The rayograph from 1925/26 by Man Ray and an accompanying, wall-sized enlargement made for a tapestry were recently discovered in Aubusson, the French town famous for its tapestries. The enlargement was made not later than 1938 and is Man Ray’s largest surviving photographic work from the period. Whether a tapestry was ever produced is a mystery, but the project was likely curtailed by the outbreak of the Second World War and Man Ray’s return to the US in 1940.
Such themed booths of ‘tightly curated’ groups are popular. Stephen Friedman Gallery’s ‘Wool, Wire and String’ brings together Alexander Calder, Gego, Jiro Takamatsu, and Eva Hesse – artists who worked across four continents but shared an interest in line and questioning the meaning of sculpture. ‘What binds the artists here is their use of certain materials, and our presentation will allow the viewer to interpret their work outside of the usual art historical categories,’ Friedman says. The minimalist aesthetic is typified by the delicate web-like welded bronze piece from the 1970s by German-born Venezuelan artist Gertrud Goldschmidt (Gego), who was recently the subject of a solo show at Dominique Lévy Gallery in London.

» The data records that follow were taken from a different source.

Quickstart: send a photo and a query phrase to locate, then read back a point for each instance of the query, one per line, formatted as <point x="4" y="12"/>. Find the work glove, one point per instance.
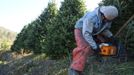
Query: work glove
<point x="97" y="50"/>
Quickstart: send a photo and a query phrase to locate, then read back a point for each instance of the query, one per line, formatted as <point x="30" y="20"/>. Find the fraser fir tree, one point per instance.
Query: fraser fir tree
<point x="60" y="37"/>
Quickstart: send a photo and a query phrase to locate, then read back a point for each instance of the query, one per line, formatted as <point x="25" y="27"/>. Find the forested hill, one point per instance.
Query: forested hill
<point x="6" y="34"/>
<point x="6" y="38"/>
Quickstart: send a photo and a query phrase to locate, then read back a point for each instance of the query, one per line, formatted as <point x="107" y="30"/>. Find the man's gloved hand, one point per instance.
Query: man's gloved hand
<point x="97" y="50"/>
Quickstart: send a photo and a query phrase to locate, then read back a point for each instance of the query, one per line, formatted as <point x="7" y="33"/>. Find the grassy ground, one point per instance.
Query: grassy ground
<point x="41" y="65"/>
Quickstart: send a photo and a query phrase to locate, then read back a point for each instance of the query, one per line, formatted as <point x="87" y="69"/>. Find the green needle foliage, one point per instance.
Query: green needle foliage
<point x="60" y="40"/>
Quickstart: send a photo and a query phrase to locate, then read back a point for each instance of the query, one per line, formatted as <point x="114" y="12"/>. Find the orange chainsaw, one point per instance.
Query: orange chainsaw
<point x="107" y="49"/>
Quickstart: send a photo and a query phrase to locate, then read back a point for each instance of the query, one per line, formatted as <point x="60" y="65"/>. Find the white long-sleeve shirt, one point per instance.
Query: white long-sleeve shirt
<point x="91" y="24"/>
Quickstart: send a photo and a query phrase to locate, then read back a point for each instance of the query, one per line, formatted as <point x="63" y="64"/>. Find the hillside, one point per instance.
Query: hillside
<point x="6" y="38"/>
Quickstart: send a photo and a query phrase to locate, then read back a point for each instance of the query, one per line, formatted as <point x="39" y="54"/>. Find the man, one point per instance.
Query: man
<point x="86" y="29"/>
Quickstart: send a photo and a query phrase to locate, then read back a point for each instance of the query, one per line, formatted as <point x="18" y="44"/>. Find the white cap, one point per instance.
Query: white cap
<point x="110" y="12"/>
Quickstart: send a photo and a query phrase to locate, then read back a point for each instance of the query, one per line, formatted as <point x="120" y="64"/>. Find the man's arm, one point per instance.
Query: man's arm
<point x="87" y="33"/>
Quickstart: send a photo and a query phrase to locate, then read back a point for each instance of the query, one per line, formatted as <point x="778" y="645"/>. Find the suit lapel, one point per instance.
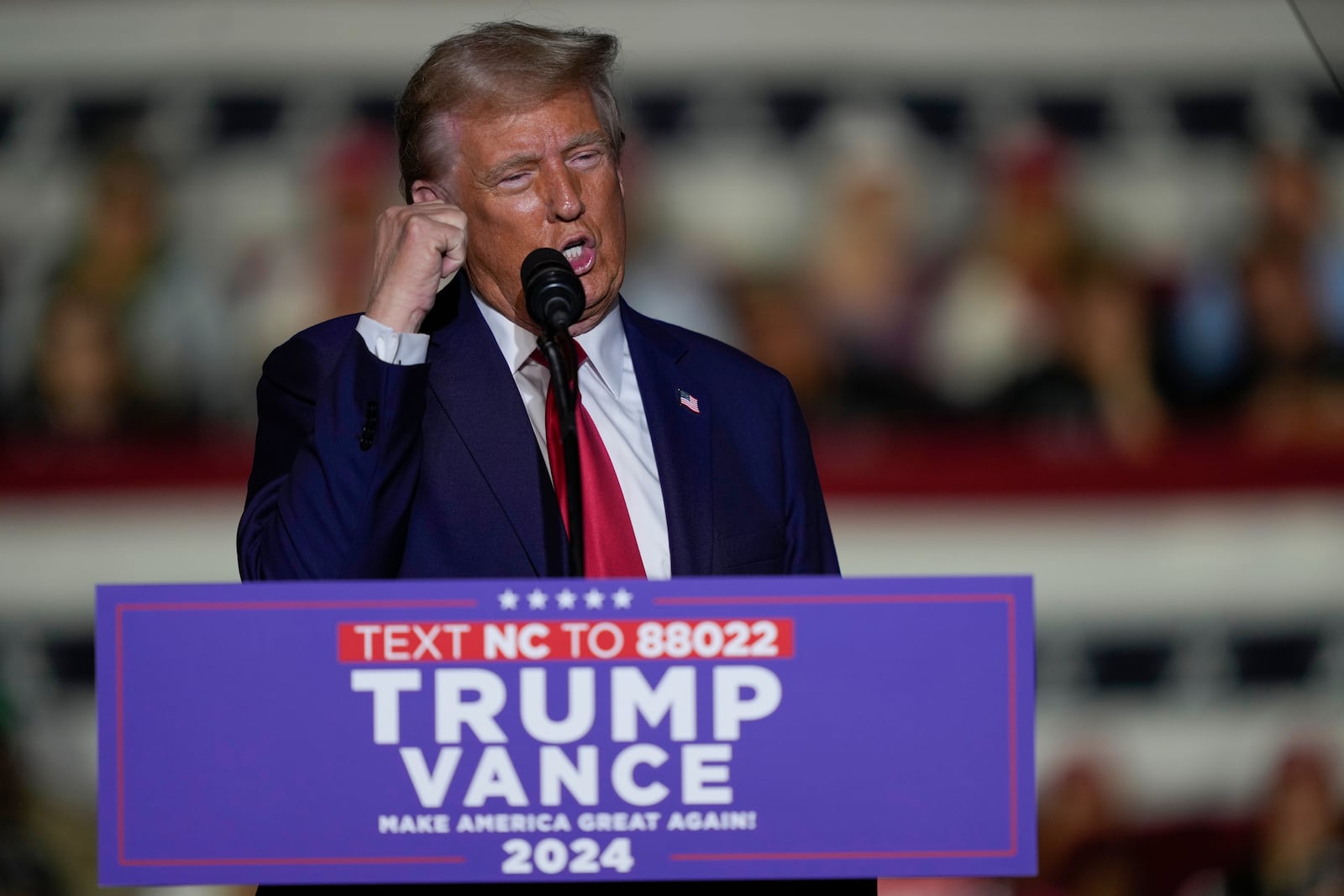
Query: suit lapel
<point x="474" y="385"/>
<point x="682" y="443"/>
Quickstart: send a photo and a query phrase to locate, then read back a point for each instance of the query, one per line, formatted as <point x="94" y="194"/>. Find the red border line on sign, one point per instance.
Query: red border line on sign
<point x="331" y="860"/>
<point x="1008" y="600"/>
<point x="949" y="853"/>
<point x="840" y="598"/>
<point x="306" y="605"/>
<point x="250" y="605"/>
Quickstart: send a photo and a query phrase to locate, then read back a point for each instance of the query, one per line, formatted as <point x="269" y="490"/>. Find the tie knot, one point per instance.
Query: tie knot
<point x="580" y="356"/>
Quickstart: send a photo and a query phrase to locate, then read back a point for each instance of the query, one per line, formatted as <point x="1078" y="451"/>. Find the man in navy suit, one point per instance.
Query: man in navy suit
<point x="412" y="441"/>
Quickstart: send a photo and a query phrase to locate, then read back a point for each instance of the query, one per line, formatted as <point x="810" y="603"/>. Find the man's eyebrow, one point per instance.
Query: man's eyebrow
<point x="584" y="140"/>
<point x="503" y="168"/>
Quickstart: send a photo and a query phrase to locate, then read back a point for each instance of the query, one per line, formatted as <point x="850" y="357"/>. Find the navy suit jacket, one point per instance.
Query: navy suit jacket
<point x="365" y="469"/>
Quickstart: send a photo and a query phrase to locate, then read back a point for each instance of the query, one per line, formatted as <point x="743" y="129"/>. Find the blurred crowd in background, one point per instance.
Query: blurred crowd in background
<point x="902" y="270"/>
<point x="1092" y="846"/>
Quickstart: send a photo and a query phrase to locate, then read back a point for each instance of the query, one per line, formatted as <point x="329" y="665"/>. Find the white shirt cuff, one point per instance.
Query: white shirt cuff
<point x="391" y="347"/>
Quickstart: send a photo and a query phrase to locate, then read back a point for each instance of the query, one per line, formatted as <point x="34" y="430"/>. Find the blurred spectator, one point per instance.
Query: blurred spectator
<point x="1299" y="849"/>
<point x="1294" y="390"/>
<point x="81" y="382"/>
<point x="864" y="280"/>
<point x="780" y="328"/>
<point x="128" y="316"/>
<point x="1079" y="809"/>
<point x="664" y="278"/>
<point x="24" y="867"/>
<point x="1000" y="315"/>
<point x="1263" y="338"/>
<point x="326" y="268"/>
<point x="1097" y="392"/>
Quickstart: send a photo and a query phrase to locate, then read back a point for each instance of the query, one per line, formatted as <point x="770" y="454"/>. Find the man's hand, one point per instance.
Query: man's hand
<point x="418" y="246"/>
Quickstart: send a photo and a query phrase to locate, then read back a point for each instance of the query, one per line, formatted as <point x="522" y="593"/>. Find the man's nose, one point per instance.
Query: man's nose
<point x="564" y="199"/>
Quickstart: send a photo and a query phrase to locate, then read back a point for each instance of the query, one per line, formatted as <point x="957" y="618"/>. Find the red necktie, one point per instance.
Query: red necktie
<point x="609" y="546"/>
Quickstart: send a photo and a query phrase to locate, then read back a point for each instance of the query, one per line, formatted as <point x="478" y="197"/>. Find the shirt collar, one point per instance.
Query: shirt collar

Blain | Southern has chosen the solo show route, focusing on Lynn Chadwick and marking the 60 years since he became the youngest recipient of the International Prize for Sculpture at the 1956 Venice Biennale. It includes some 15 early works from the 1950s, the decade in which Chadwick rose to prominence. In 1957, The Air League of the British Empire commissioned the artist to produce a memorial to the airship R34’s Atlantic crossing in 1919; it was intended for the Long Haul Terminal at Heathrow. Chadwick produced the divisive Maquette II for R34 Memorial (1958), a work praised by critics but despised by traditionalists. Lord Brabazon of Tara, leader of the Guild of Air Pilots and Air Navigators, described it as a ‘diseased haddock’. So it was withdrawn from committee. Chadwick reworked the original maquette, of which a full-size version, renamed Stranger III, was cast in 1959. Both the original Maquette II and, outside in the sculpture park, the monumental Stranger III, will appear at Frieze Masters.
Female artists are also prominent. Sperone Westwater will bring the work of Susan Rothenberg, an American painter it has represented since 1987, but who is little known in the UK. Rothenberg made her name in New York in the 1970s, with a series of horse paintings, bucking the prevailing minimalist, abstract trend. Accident (1991–92) is from a series of paintings Rothenberg made in the 1990s after she saw her husband falling from his horse. Its elusive subject is typical of Rothenberg’s paintings, which, says Sperone Westwater’s Andrew Lee, tread ‘the charged line between figuration and abstraction’, an interest he thinks relevant to much painting today.
Feminist art is the subject of a Frieze Talk this year. The extensive talks programme, co-curated for the first time by the Royal Academy’s Tim Marlow and Frieze magazine’s Jennifer Higgie, is no sideshow. Featuring artists such as Cornelia Parker and Lynette Yiadom-Boakye, it adds to Frieze Masters’ richness of content. As for sales, while antiquities and tribal art have broad appeal, the jury remains out on how much business is conducted in pre-20th-century paintings. Nevertheless, contemporary and historical galleries seem to enjoy this rare chance to exhibit alongside each other and meet a new audience. That energy, combined with a sense of discovering the unexpected, is a great strength.
Frieze Masters is at Regent’s Park, London, from 6–9 October.